Piles of scorched and shattered brick and concrete, twisted steel, and broken glass blocked the HK’s view to one side or the other. Sometimes it made its way through canyons of rubble. Then, inexplicably, a wall that had somehow survived the blast wave would stand before it, only to be shattered by the machine’s passage.
The HK’s satellite feed had shown what appeared to be massive human troop movements in this area. Thus far no information the machine had collected verified those reports.
It checked its omni-directional sensor array for a possible equipment failure. All systems were on-line, no failure detected. No targets detected. The machine reviewed the satellite information indicating human activity to the northeast. The machine continued on its way, tireless, unrelenting, utterly lacking in self-awareness.
Until Skynet touched it. Then the most brilliant, and from a human standpoint,
malevolent intelligence ever created looked out through the HK’s sensor windows. It wondered why satellite information disagreed so completely with the reality before it. There were no humans here.

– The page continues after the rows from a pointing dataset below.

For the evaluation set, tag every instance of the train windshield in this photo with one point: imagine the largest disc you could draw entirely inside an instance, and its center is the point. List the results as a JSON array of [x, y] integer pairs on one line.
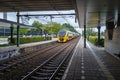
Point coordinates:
[[62, 33]]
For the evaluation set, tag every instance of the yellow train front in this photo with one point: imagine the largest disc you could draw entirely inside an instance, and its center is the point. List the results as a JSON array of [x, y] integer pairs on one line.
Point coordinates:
[[64, 36]]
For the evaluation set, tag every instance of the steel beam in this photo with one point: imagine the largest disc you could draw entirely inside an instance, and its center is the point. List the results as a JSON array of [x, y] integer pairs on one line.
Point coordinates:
[[18, 30]]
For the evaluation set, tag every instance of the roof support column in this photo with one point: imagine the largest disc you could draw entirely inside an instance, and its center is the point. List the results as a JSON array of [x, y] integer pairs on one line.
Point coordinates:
[[84, 36], [85, 27], [98, 35], [11, 33], [18, 30]]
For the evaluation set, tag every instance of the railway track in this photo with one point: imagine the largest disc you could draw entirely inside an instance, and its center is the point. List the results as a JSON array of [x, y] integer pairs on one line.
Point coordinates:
[[54, 67], [16, 67], [22, 58]]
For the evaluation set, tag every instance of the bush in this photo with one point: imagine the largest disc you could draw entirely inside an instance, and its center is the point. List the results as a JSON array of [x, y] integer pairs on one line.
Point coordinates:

Until recently there never had been; humans avoided the big cities that had perished in the first wave of nuclear explosions. Skynet knew that they feared exposure to lingering radiation. That was why Skynet opted to place its satellite receivers, its antennae and repair stations, within their ruined confines.
But now, at the orders of their charismatic leader, humans almost swarmed over these once-deserted places. Skynet’s killing machines—its appendages—had been destroyed, the satellite arrays and antennae—its eyes and ears—had been crippled.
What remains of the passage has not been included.